The concept of gene editing has been around for thousands of years. Significant technological advancements in the last 100 years have led to a better understanding of DNA and the mutation process, enabling the recombination of DNA and the introduction of new elements.
Nicolas Kuperwasser, Director of the Genome Editing and Targeting Platform, Institute Necker Enfants Malades unpacked some of the key considerations when creating genetic models to study a certain disease. Kuperwasser commented that if one wants to introduce a mutation in the DNA it works more effectively if one creates a break in the DNA, then the natural mechanism of the cell will fix the break.
There are two key ways to create custom mutations that enhance mutation efficiency: nonhomologous end-joining and homology-directed repair (HDR). There are two main protein-based targeting methods: zinc finger nucleases or TAL-effector nucleases. Kuperwasser explained that although zinc finger nucleases are complex to engineer, they work very effectively.
However, sequence-based targeting has grown more popular over the years. CRISPR-Cas9 is a Nobel-prize-winning revolutionary gene-editing tool that allows for precise targeting and cutting of DNA. It uses a guide RNA sequence to bind and cut DNA, making it easier to manipulate and package. This technology has evolved to include various Cas families targeting both DNA and RNA. Furthermore, it is possible to use multiple guides at the same time with one Cas, allowing for several edits at the same time.
A brief evaluation of TALENs and CRISPR showed that CRISPR is more efficient. CRISPR technology can be used to create genetic models to study diseases, altering transcription, and epigenetically modifying DNA. It can also target RNA for degradation or alternative splicing, providing a comprehensive tool for model generation and functional genomics.

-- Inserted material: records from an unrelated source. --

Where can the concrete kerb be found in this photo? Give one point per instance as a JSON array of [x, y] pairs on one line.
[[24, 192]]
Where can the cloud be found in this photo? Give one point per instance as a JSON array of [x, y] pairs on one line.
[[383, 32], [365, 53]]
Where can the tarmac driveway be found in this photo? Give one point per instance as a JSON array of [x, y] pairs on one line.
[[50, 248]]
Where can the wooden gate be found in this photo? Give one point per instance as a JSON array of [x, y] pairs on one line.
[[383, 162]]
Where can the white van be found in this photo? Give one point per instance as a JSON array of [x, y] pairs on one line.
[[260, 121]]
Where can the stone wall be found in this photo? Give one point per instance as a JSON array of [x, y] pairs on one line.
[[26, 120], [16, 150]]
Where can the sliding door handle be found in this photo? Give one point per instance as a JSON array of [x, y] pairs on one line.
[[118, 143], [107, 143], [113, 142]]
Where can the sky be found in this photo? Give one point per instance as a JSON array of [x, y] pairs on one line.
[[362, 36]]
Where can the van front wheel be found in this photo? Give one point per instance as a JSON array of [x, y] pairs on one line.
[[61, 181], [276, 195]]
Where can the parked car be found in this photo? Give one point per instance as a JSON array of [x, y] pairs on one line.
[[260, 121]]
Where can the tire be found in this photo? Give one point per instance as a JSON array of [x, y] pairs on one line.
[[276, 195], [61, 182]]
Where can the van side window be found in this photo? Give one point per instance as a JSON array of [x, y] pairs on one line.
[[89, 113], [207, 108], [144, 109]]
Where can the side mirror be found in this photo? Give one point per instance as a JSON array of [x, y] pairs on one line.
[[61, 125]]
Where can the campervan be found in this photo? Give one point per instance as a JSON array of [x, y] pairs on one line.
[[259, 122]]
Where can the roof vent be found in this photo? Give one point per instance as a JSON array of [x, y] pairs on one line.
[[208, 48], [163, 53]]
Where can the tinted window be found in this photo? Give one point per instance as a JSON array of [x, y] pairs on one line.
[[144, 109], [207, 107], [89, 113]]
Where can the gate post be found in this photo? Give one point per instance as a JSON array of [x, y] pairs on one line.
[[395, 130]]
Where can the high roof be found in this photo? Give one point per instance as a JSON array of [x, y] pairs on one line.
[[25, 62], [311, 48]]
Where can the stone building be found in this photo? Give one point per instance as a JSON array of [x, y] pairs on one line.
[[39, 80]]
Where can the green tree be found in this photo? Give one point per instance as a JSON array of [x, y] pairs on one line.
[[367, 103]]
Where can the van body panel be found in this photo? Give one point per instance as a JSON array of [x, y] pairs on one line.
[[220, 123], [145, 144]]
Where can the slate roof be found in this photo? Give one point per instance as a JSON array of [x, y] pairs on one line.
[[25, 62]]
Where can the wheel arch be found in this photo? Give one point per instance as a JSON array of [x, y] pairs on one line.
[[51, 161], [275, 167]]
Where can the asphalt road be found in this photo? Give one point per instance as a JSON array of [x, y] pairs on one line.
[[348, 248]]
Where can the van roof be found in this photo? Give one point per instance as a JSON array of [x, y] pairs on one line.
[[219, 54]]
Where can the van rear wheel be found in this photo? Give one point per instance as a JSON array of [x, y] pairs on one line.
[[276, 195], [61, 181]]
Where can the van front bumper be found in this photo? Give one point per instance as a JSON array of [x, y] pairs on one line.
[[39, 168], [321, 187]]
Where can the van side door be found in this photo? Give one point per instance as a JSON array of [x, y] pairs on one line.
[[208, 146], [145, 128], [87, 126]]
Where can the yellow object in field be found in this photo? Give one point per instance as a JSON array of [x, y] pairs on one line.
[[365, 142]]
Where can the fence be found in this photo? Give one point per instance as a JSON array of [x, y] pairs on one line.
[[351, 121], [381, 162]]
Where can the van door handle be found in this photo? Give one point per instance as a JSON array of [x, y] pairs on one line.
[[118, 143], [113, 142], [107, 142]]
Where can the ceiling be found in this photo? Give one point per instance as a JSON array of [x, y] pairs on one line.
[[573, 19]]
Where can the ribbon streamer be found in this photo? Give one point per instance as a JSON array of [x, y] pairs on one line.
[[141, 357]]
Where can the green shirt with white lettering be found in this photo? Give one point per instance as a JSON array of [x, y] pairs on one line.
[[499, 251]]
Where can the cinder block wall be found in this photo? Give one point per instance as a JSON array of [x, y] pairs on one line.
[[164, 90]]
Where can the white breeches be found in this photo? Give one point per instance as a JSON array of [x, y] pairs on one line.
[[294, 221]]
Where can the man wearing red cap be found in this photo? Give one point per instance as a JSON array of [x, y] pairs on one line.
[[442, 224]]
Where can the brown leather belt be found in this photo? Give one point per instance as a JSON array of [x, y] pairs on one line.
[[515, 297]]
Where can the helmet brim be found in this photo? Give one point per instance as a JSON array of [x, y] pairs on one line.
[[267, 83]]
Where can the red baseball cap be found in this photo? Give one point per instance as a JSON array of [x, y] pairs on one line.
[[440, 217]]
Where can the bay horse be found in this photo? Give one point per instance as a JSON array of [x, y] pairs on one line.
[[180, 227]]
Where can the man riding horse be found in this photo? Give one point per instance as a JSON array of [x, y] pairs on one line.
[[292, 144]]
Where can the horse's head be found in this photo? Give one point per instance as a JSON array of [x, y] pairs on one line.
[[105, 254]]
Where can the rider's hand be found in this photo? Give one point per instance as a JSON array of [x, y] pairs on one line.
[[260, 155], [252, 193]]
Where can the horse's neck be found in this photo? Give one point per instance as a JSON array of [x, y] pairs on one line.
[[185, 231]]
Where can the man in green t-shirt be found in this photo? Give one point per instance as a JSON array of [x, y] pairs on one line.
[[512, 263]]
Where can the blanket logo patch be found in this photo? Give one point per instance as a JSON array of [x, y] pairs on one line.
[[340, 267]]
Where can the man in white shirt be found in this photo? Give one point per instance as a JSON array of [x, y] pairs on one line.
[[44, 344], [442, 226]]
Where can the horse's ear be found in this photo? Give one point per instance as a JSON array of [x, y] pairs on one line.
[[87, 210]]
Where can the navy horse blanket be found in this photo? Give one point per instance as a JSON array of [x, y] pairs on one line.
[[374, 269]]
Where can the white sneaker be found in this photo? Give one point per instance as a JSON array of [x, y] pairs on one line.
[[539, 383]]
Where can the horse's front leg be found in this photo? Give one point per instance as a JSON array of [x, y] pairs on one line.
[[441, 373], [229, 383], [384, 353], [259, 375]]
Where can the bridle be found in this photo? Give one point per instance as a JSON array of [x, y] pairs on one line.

There are two main screening methods: pooled library screening and array screening. Pooled screening requires a large number of cells and sequence-based quantification, while arrayed screening can use fewer cells and various phenotypic readouts. Kupperwaser urged researchers to look into the advantages and disadvantages of each method depending on the research needs.
Although CRISPR has had a profoundly positive impact on the life sciences industry, key challenges in using CRISPR include off-target activity, PAM restrictions, cellular effects from double-strand breaks, and targeting non-cellular models. Recent advancements aim to address these issues by optimising the Cas9 protein and guide RNA, and developing base editors and prime editing to minimise cellular damage.